The Funhouse—known to tourists as “that creepy clown place”—has been a popular, divey punk rock club operating in the shadows of the Space Needle and the monorail since Halloween night, 2003.
But on March 21, over 100 Funhouse fans packed a city Design Review Board meeting to hear preliminary plans to replace their club and an adjacent two-story office building on the corner of 5th Avenue and John Street—a desolate block punctuated by Ride the Ducks HQ and a McDonald’s—with seven-story condos.
The room was very Jets versus Suits, and the Suits were hopelessly outnumbered.
“I’m frustrated that they want to turn a beloved music venue into a vertical residence—basically furthering their mission of making Seattle’s downtown nightlife and music scene obsolete,” said nightlife veteran Amanda Rotter while waiting in line to enter the meeting.
Inside a stuffy, hot room at the Queen Anne Community Center, the crowd was not pleased by the news that their punk club would be sacrificed to give new residents stunning city views. As Jens Muller, project manager for NK Architects, explained to the bristling crowd, apartment residents would enjoy “literally three landmark view directions,” including the Space Needle and Seattle Center, Lake Union and Mount Baker, and “downtown with maybe some harbor action.”
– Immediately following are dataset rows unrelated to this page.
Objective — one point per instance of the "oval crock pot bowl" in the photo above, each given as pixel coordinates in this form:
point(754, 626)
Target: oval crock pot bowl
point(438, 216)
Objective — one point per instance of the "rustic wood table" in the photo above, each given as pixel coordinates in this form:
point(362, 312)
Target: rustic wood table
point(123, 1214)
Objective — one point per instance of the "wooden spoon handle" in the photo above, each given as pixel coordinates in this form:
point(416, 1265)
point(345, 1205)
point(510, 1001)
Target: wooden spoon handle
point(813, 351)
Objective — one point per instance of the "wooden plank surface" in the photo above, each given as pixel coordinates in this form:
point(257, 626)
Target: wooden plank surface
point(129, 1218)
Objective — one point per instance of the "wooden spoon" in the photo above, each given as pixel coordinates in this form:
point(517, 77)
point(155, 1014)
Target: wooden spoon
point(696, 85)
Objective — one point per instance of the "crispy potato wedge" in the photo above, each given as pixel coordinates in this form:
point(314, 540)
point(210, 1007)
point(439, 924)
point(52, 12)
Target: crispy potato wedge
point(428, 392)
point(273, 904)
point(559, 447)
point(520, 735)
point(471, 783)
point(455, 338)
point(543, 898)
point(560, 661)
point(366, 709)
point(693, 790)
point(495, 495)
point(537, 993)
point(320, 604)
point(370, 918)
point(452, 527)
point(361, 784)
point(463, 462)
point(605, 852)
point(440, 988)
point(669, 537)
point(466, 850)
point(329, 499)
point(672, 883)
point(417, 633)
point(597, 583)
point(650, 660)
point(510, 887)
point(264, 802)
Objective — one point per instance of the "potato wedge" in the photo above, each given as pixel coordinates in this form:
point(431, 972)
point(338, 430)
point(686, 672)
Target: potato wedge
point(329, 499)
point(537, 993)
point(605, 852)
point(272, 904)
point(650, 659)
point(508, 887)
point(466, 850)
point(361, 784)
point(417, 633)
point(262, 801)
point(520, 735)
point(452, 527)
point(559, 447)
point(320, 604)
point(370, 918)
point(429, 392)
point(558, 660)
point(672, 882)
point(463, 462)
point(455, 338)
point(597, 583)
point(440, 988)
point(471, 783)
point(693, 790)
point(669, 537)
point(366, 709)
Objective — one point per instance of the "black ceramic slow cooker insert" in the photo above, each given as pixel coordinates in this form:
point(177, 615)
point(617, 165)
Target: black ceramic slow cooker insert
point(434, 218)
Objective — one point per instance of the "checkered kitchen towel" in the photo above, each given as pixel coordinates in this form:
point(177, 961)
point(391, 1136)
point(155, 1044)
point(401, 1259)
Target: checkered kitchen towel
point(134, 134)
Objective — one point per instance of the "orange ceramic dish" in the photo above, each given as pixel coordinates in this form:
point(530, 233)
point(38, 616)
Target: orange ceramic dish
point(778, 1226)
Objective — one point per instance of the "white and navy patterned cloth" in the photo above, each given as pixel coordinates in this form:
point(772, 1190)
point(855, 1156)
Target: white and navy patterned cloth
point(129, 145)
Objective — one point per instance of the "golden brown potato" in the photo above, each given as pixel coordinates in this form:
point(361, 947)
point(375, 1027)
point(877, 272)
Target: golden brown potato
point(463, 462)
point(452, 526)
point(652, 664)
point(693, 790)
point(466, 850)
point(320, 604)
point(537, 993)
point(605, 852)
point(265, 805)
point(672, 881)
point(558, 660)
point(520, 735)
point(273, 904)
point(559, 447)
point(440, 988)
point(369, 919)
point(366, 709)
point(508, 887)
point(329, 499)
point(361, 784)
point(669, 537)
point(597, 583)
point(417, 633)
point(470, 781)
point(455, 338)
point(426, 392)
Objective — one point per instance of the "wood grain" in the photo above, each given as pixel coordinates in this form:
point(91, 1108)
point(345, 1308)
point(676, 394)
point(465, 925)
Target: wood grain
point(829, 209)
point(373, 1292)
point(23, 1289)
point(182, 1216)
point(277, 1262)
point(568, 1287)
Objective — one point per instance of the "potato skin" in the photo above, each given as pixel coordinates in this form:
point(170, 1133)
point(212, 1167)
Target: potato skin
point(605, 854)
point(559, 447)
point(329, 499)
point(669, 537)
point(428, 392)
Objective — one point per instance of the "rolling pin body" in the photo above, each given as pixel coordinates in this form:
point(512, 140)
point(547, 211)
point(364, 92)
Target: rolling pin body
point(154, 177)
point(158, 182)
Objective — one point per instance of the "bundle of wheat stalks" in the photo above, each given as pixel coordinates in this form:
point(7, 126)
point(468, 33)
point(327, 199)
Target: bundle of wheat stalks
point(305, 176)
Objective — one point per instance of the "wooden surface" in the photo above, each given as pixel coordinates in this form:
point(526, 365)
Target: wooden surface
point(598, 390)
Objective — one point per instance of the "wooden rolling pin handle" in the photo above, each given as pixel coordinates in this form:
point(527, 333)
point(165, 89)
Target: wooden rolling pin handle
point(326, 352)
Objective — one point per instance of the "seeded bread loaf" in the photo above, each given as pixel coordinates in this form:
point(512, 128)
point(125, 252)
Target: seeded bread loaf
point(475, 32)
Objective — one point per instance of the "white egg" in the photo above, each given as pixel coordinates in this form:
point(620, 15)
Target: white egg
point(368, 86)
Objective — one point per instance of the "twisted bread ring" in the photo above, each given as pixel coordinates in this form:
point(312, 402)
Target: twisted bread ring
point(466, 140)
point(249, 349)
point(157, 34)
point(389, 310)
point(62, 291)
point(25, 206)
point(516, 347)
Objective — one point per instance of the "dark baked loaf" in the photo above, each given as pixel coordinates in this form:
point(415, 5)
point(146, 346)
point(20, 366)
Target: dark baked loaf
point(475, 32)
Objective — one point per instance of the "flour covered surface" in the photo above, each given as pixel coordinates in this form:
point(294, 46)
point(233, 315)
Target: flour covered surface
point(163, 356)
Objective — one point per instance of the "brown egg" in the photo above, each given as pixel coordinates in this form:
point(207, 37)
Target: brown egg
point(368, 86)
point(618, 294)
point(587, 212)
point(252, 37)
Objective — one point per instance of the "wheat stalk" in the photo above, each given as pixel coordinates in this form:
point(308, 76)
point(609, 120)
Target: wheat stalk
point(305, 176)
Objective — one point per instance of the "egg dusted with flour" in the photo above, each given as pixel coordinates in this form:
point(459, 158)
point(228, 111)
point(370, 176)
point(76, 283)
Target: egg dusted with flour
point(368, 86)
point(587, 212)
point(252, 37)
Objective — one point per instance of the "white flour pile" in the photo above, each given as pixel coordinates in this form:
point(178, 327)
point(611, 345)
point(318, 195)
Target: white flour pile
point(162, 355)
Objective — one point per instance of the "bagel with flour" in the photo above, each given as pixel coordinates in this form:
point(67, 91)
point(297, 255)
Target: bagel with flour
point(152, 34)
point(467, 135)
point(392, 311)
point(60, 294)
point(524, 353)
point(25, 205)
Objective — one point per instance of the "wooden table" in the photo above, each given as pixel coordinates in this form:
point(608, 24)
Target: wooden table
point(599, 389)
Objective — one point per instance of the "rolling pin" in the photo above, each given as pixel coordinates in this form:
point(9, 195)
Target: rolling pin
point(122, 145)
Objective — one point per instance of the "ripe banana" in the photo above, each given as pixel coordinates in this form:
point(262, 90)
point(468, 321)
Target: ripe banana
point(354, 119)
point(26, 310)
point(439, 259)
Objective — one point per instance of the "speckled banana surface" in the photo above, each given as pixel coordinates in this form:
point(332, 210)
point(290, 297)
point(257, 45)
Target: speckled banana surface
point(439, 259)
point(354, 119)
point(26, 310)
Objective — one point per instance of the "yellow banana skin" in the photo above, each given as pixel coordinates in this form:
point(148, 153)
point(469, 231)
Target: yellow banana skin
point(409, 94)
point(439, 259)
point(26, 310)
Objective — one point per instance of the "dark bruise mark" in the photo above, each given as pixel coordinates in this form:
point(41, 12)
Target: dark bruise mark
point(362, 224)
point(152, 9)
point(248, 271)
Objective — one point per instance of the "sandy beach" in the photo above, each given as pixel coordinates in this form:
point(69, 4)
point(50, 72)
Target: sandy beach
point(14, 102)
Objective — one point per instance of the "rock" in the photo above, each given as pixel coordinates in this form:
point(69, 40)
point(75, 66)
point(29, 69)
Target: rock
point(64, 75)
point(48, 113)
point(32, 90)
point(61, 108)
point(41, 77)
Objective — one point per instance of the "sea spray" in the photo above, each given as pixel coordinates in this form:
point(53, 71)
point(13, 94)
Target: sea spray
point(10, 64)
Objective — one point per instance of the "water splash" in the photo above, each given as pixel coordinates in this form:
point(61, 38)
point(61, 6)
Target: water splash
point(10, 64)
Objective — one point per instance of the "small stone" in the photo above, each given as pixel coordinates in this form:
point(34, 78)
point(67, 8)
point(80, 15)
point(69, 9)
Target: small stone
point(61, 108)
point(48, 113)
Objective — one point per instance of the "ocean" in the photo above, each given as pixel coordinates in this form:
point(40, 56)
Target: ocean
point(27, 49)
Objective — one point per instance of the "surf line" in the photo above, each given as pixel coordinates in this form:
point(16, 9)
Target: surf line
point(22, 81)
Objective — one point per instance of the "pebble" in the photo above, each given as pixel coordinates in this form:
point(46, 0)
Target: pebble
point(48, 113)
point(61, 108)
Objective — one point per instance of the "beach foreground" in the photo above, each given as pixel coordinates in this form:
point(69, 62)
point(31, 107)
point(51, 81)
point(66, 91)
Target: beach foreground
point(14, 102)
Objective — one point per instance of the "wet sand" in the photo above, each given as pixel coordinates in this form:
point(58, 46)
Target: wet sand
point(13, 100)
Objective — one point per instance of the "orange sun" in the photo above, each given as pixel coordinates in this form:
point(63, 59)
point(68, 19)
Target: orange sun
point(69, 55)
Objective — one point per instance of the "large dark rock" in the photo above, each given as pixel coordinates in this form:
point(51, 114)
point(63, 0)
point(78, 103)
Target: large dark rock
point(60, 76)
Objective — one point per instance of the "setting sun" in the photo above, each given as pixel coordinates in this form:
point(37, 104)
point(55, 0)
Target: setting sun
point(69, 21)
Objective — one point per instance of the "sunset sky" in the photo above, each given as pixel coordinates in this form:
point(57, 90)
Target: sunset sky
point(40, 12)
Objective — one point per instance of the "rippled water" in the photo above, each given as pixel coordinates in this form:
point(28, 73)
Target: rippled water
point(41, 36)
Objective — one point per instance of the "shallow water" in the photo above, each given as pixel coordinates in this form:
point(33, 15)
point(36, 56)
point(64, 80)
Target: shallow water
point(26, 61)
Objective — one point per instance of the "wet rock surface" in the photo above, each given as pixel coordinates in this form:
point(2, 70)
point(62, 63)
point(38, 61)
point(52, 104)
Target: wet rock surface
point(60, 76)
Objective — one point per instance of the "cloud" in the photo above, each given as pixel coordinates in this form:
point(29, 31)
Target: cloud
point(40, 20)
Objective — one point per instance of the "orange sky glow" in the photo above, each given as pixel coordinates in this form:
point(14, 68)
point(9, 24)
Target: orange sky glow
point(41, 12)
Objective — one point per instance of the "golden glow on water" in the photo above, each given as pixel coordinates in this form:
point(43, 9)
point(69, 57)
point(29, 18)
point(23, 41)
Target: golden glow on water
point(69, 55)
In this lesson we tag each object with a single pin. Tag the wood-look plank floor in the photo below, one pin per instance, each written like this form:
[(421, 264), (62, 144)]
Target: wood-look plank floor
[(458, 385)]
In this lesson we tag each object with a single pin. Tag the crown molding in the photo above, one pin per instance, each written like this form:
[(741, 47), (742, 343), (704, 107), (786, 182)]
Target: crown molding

Although the roomful of punks came to protest the development, the board members made it clear that it wasn’t in their job description as city volunteers to document the complaints—they were only collecting feedback on the design proposal itself. “Please keep your comments limited to suggestions for [the presenters],” a board member requested repeatedly.
The punks obliged. “Are you talking about soundproofing the north face?” one woman asked. “Because it’s incredibly difficult [to drown out] the Duck tours going every hour.”
Overall, it was a strong showing from Funhouse supporters, and as proprietor Brian Foss pointed out last week, the deal is by no means finalized.
But music lovers should be steeled for the nearly inevitable reality that their club will someday be bulldozed—if not by this project, then by another. The Funhouse is pressed by downtown, South Lake Union, and Seattle Center, all of which are attracting more development—in fact, 48 percent of all the apartment buildings currently under construction in King and Snohomish Counties are located in Seattle’s downtown core, according to real-estate consulting firm O’Connor Consulting.
But the Funhouse could someday move to another location, even if the boxy, one-story shack it currently occupies doesn’t survive. ![]()
This article has been updated since its original publication.